Pag. 245 - 496 Cicerone: Il buon cittadino - Latine

Versione originale in latino


Ut contemnendus est qui in navigatione se incolumem mavult quam navem, sic vituperandus est qui in reipublicae discrimine suae plus quam communi saluti consulit. Navem enim fracta, multi incolumes evaserunt, ex naufragio patriae salvus nemo potest enatare. Quod bene Decius intellexit, qui se devovit et pro legionibus in hostes medios immisit. Amisit vitam, at non perdidit; re enim vilissima et parva maximam redemit. Dedit vitam, accepit patriam; amisit animam, potitus est gloria.

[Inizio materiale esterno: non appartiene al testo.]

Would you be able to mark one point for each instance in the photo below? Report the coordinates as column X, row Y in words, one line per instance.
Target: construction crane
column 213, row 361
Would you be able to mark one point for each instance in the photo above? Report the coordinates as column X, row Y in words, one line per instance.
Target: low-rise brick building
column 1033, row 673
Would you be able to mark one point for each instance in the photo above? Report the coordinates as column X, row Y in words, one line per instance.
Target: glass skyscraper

Quod si pro re publica decere civem accedere ad periculum et ratione demonstratum est et exemplo comprobatur, ii sapientes sunt exstimandi, qui nullum pro patriae salute periculum vitant.
Riadattato da Cicerone, Rhetorica ad Herennium

Traduzione all'italiano


Come è da disprezzare colui che, mentre sta navigando, preferisce salvare se stesso, piuttosto che la nave, così è da biasimare colui che, in un momento di pericolo per lo Stato pensa alla propria salvezza piuttosto che a quella comune. Infatti, infranta la nave, molte persone scampano (perfetto gnomico) incolumi, nessuno può salvarsi a nuoto dal naufragio della patria. Ciò bene comprese Decio che si sacrificò, spingendosi nel bel mezzo dei nemici in difesa delle legioni. Perse la vita, ma non la distrusse; infatti, si guadagnò una cosa molto grande con una cosa di poco valore. Cedette la vita, ricevette la patria; abbandonò l’anima, si impadronì della gloria. Che se è dimostrato con la ragione e comprovato con un esempio che al cittadino sui avvicina il pericolo a vantaggio dello Stato sono da stimare quei saggi che non evitano nessun pericolo per la salvezza della patria.